The facial skin serves many roles in the human body. Therefore, it has been studied carefully over the years. Studies on the subject of facial skin help the development of skincare products and treatment of a variety of skin problems (rosacea, edema, wrinkles, acne, rashes, and more). It is important to be familiar with the structure of facial skin in order to treat it properly, and choose effective treatments.

Structure of the dermis

Like the rest of the skin, facial skin is composed of three layers: the stratum corneum, the epidermis, and the dermis. Fat tissue beneath these layers is responsible for oily skin. For example, among those with oily skin or with a natural tendency to oiliness, this layer is thick and dense and its secretions cause oiliness of the epidermis.

The stratum corneum is composed of peeling dandruff, which is generally removed when the skin peels. These are dead cells that no longer serve any purpose in the body. There are a number of treatments aimed at reducing the number of cells that keratinize and die. This is especially true with regard to dry and sensitive skin and even in regard to minor stimuli (humidity, environmental damage, improper use of skin care products) that cause rapid keratinization of the upper epithelial layer.

The epidermis is composed of a number of layers: the stratum corneum, the stratum lucidum, the stratum granulosum, the stratum spinosum, and the stratum basale. Each layer is constructed of anucleated cells arranged in a number of rows. Epithelial cells can self-restore in a relatively short period of time, but there are also cosmetic treatments that can help this process in cases of disturbances. For example, in the case of dry and sensitive skin, moisturizing masks that speed the restoration of the epithelial layers are recommended. The epidermis of the skin is also responsible for the hue of the skin. The upper layers of the epidermis contain pigment that is used to determine the skin tone. The higher the amount of pigment, the darker the tone of the skin.

The dermis is situated underneath the epidermis, and represents the main layer of the skin. The dermis is composed of connective tissue, and is divided into two thick sub-layers: The papillary layer and the reticular layer.
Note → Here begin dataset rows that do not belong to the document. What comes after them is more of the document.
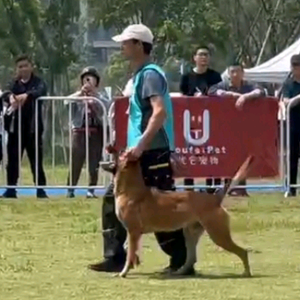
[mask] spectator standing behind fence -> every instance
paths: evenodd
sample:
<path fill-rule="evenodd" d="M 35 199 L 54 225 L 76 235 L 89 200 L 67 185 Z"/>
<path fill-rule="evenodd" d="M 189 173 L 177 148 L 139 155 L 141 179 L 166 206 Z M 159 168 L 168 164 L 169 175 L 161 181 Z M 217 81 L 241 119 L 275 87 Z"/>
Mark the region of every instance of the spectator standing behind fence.
<path fill-rule="evenodd" d="M 91 96 L 99 99 L 108 107 L 108 100 L 98 92 L 100 75 L 94 67 L 83 69 L 81 75 L 81 89 L 70 97 Z M 86 159 L 86 108 L 88 115 L 88 145 L 89 145 L 89 185 L 95 186 L 98 182 L 99 163 L 103 149 L 103 109 L 95 99 L 72 101 L 66 100 L 66 105 L 71 105 L 72 112 L 72 172 L 69 173 L 67 185 L 77 185 L 83 164 Z M 105 128 L 106 130 L 106 128 Z M 67 197 L 73 198 L 74 189 L 69 189 Z M 94 189 L 89 189 L 87 198 L 96 198 Z"/>
<path fill-rule="evenodd" d="M 291 57 L 291 77 L 283 84 L 282 88 L 283 101 L 288 104 L 291 98 L 296 102 L 292 104 L 290 111 L 290 183 L 297 183 L 298 160 L 299 160 L 299 143 L 300 143 L 300 55 L 296 54 Z M 287 191 L 287 197 L 295 197 L 296 188 L 290 188 Z"/>
<path fill-rule="evenodd" d="M 127 132 L 130 150 L 127 155 L 140 159 L 146 185 L 173 190 L 170 162 L 174 149 L 172 102 L 164 72 L 150 60 L 152 32 L 142 24 L 134 24 L 113 39 L 122 43 L 122 53 L 135 70 Z M 103 198 L 102 222 L 105 260 L 90 268 L 99 272 L 115 272 L 125 263 L 126 230 L 116 217 L 113 184 Z M 165 271 L 180 268 L 186 260 L 183 230 L 158 232 L 155 236 L 162 250 L 171 257 Z M 194 273 L 194 269 L 187 273 Z"/>
<path fill-rule="evenodd" d="M 34 183 L 38 176 L 37 184 L 39 186 L 46 185 L 46 176 L 43 169 L 43 121 L 42 121 L 42 101 L 37 101 L 39 97 L 47 94 L 45 82 L 34 75 L 33 63 L 29 56 L 22 55 L 16 59 L 16 78 L 7 85 L 3 97 L 7 103 L 7 110 L 4 115 L 4 128 L 8 132 L 7 142 L 7 185 L 17 185 L 19 177 L 19 134 L 21 135 L 21 156 L 24 150 L 30 162 L 31 172 L 33 174 Z M 35 126 L 35 110 L 38 105 L 38 161 L 36 174 L 36 126 Z M 19 112 L 19 110 L 21 110 Z M 19 113 L 21 116 L 19 132 L 18 122 Z M 36 196 L 38 198 L 47 198 L 44 189 L 37 189 Z M 14 188 L 8 188 L 3 194 L 4 198 L 17 198 Z"/>
<path fill-rule="evenodd" d="M 181 77 L 180 91 L 186 96 L 207 95 L 209 88 L 222 81 L 220 73 L 209 68 L 210 50 L 207 46 L 197 48 L 194 54 L 194 62 L 196 66 L 193 70 Z M 185 178 L 184 184 L 193 186 L 192 178 Z M 213 180 L 206 179 L 206 185 L 211 186 Z M 221 184 L 221 179 L 214 179 L 215 185 Z M 208 192 L 213 193 L 214 189 L 208 189 Z"/>
<path fill-rule="evenodd" d="M 258 85 L 248 84 L 243 80 L 244 68 L 242 64 L 234 62 L 228 68 L 229 81 L 222 81 L 209 89 L 209 95 L 229 96 L 236 100 L 236 107 L 241 109 L 246 101 L 264 97 L 265 91 Z M 239 185 L 246 185 L 246 180 L 240 181 Z M 248 196 L 245 188 L 233 189 L 231 196 Z"/>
The first layer includes a high number of capillaries and nerve endings. These endings are stimulated during some of the treatments, in order to hasten the restoration process of the epidermis. The reticular layer contains a vast number of blood vessels and lymph nodes, nerve cells, hair follicles, and collagen fibers. This layer is the reason the facial skin looks firm and smooth.

Structure of the skin cell

The skin cell contains many components and materials, which are in a state of constant mutual influence. Each cell organelle - the cell membrane, nucleus, cytoplasm, lysosomes, ribosomes, centrosome, the centrioles, and mitochondria - has its own role. Ribosomes produce protein, lysosomes are responsible for the digestion of nutrients that penetrate the epithelium, the centrosome is responsible for restoration, the centrioles constitute part of the cell's internal skeleton, the cell membrane enables contact with the environment, and the nucleus contains the hereditary information. Mitochondria provide energy to cell processes, such as "breathing", "nutrition" and restoration.
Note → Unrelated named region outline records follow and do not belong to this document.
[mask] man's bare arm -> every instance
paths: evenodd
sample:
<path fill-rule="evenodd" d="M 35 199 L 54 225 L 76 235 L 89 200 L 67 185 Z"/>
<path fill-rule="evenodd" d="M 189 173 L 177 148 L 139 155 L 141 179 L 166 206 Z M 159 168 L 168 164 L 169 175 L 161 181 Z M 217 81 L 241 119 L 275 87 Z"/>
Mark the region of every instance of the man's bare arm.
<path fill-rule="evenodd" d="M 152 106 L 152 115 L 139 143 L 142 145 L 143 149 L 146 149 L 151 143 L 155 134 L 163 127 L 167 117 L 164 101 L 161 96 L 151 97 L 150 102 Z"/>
Does the skin’s structure affect the face’s appearance?

The skin’s structure has a huge impact on facial appearance. First and foremost, the structure determines the type of skin: dry, oily, sensitive, combined, or normal. Experts research the skin’s structure in order to develop skincare products that will have targeted effects. Additionally, knowledge about the structure of the dermis and epidermis enables the independent treatment of skin. Over the years, some of the internal processes become sluggish, cell restoration slows down, their replenishment is less effective, and the digestion of nutrients becomes increasingly less efficient. Therefore, the skin starts to require treatment that is more comprehensive. Basic knowledge of the skin structure and the processes occurring within the cells enables the proper selection of a skincare product, from the enormous variety available in the cosmetics market. As the result, the treatment is much more effective.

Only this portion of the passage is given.